As to the fifth point, Simon Greenleaf makes the argument that if the Gospel writers were fabricating their story, they were extremely foolish in that they were quite SPECIFIC. Anyone who has ever lied knows that the more ambiguous and vague you are in your speech, the more difficult it is for others to discern exactly what your story is. This lack of specifics may explain why Half-Truths are commonly used.
And finally, moving onto the second main part of the book, there are a few chapters that sufficiently show that Jesus was apprehended and tried unfairly. The most convincing argument among those--in my opinion--is the fact that even though Peter cut off the ear of Malchus, and even though he was near Jesus afterwards, he was never apprehended for his action.
I would love to hear from a non-believer an answer to the following: If the writers of the Gospels--whoever they were--wrote these works as pure fiction, then why have they survived so long? Why would people go to such great lengths over hundreds of years to spread a lie?
As I'm sure many non-believers will be reading this, I have one final observation I would like to remind them of. One must always keep in mind that even in the face of overwhelming logic, common sense and evidence, one's Self-Interest can OVERRIDE such things. As a matter of fact, we see this in action with the actions of Pilate. He found no fault with Jesus, but let the Jews have their way when they accused him of being no friend of Caesar. His Self-Interest of maintaining his office OVERRODE the FACT that Jesus was innocent according to his examination of Him.
As a final example outside of the Gospels--because I realize the Gospels mean nothing to non-believers--consider the true account of the man who lived on Mt. St. Helens just before it erupted. He was warned in advance of eminent volcanic activity. To us it would be common sense and rational to get off the mountain. But that man's Self-Interest OVERRODE that common sense and he remained on the mountain until it erupted and buried him.

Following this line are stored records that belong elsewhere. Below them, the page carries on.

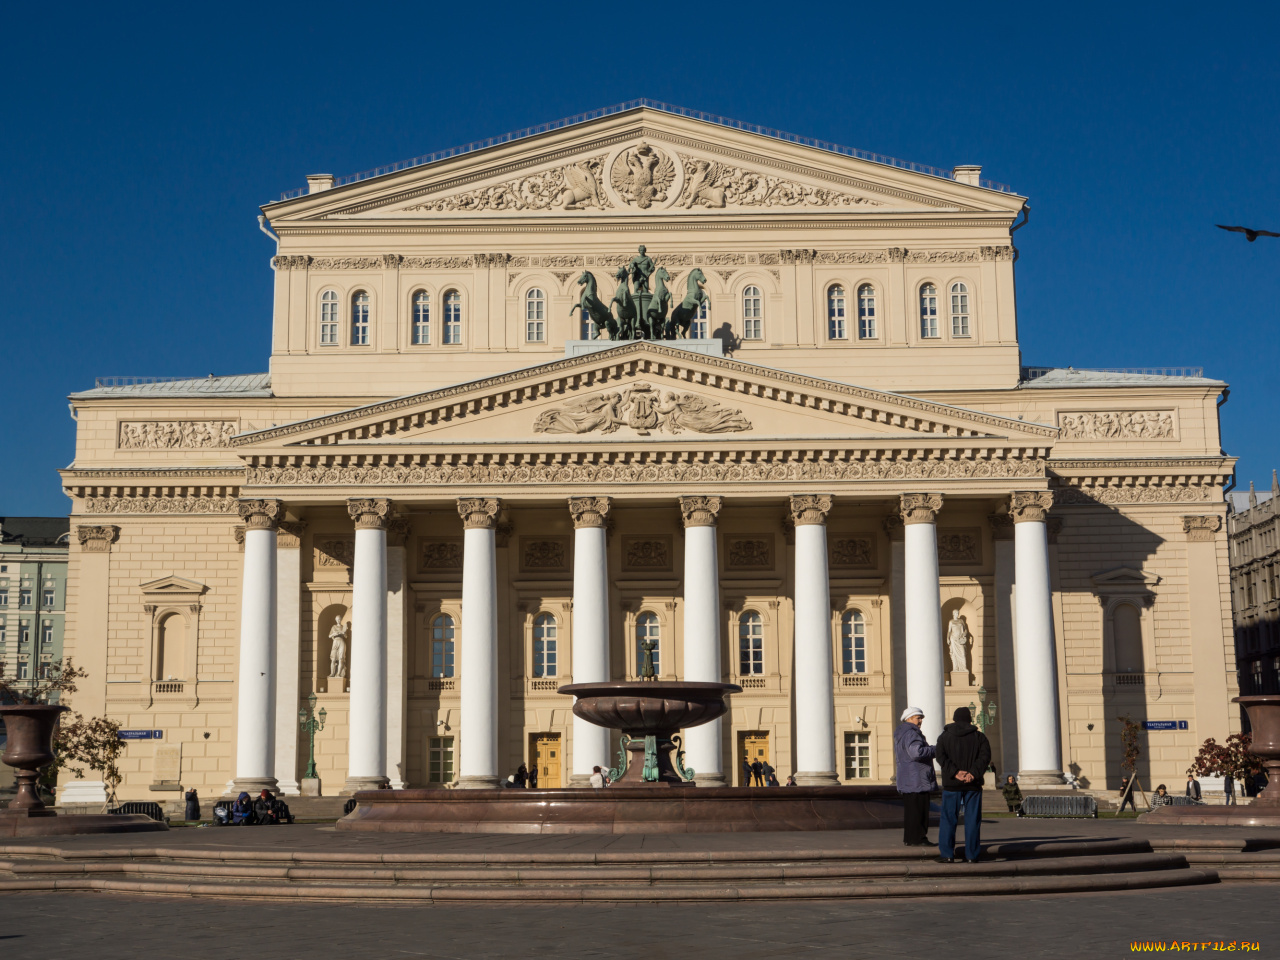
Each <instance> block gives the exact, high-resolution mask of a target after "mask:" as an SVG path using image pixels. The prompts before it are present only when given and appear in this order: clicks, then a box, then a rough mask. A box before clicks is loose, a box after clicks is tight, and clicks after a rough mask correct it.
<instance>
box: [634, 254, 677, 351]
mask: <svg viewBox="0 0 1280 960" xmlns="http://www.w3.org/2000/svg"><path fill="white" fill-rule="evenodd" d="M654 279H655V280H657V282H658V285H657V287H655V288H654V291H653V300H650V301H649V303H648V306H646V307H645V311H644V316H643V317H640V324H641V326H644V328H645V329H646V330H648V332H649V334H648V335H649V337H652V338H653V339H658V338H660V337H664V335H666V333H667V305H668V303H669V302H671V291H668V289H667V280H669V279H671V274H668V273H667V268H664V266H659V268H658V269H657V271H654Z"/></svg>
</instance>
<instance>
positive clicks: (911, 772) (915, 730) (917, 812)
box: [893, 707, 938, 846]
mask: <svg viewBox="0 0 1280 960" xmlns="http://www.w3.org/2000/svg"><path fill="white" fill-rule="evenodd" d="M923 722H924V710H922V709H920V708H919V707H908V708H906V709H905V710H902V722H901V723H899V724H897V730H895V731H893V765H895V767H896V768H897V792H899V794H901V795H902V842H904V844H906V845H908V846H928V845H929V837H928V832H929V794H932V792H933V791H934V788H936V787H937V783H938V781H937V777H936V776H934V773H933V748H932V746H929V741H928V740H925V739H924V733H922V732H920V723H923Z"/></svg>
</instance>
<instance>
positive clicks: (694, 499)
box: [680, 497, 723, 527]
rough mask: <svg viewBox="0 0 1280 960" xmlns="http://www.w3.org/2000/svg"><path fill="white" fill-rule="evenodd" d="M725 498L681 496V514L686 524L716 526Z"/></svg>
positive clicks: (681, 515)
mask: <svg viewBox="0 0 1280 960" xmlns="http://www.w3.org/2000/svg"><path fill="white" fill-rule="evenodd" d="M722 503H723V500H722V499H721V498H719V497H681V498H680V515H681V517H684V520H685V526H686V527H689V526H716V517H717V516H718V515H719V508H721V504H722Z"/></svg>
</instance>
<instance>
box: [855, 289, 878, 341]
mask: <svg viewBox="0 0 1280 960" xmlns="http://www.w3.org/2000/svg"><path fill="white" fill-rule="evenodd" d="M877 335H878V334H877V333H876V288H874V287H872V285H870V284H869V283H864V284H863V285H861V287H859V288H858V339H860V340H874V339H876V337H877Z"/></svg>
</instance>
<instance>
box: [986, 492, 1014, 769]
mask: <svg viewBox="0 0 1280 960" xmlns="http://www.w3.org/2000/svg"><path fill="white" fill-rule="evenodd" d="M988 520H989V521H991V531H992V538H993V539H995V545H996V596H995V599H996V671H997V675H998V682H997V685H996V705H997V707H998V709H1000V763H998V765H1000V778H1001V781H1004V778H1005V774H1006V773H1018V681H1016V672H1015V671H1016V667H1015V666H1014V664H1015V663H1016V657H1014V639H1015V637H1016V635H1018V631H1016V630H1015V628H1014V611H1015V609H1016V603H1015V602H1014V575H1015V570H1014V518H1012V517H1011V516H1009V515H1007V513H1004V512H1002V513H996V515H993V516H991V517H989V518H988ZM988 690H989V686H988Z"/></svg>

This book would make an excellent read for those involved in the legal profession, but it would also be of use to any willing to start with an open mind and a willingness to examine the Gospel claims without a preconceived bias --- something that many today are unwilling or unable to do. But, regardless of how one feels at the conclusion of this book, one will still have gained an excellent understanding of the critical thinking processes of one of America's great legal thinkers as that relates to the Gospels.
For instance, I am even more convinced now that Matthew was the first gospel written, in the face of current scholarly argumentation for Mark.
In the end Simon Greenleaf makes a convincing argument for the veracity of the witnesses recorded, and the conclusion that Jesus did rise from the dead.
One buying this book gets more than he bargained for, as it also has 3 other manuscripts attached. There is a defense of the shameful way Jesus was tried by Joseph Salvador, and then a rebuttal by Dupin. There is a great little account of textual criticism by Constatine Tishendorff, who discovered the Sinaitic Codex. This little essay is worth your ten bucks by itself. As it shows how having the texts we do confirms and rectifies the text we commonly call the Bible.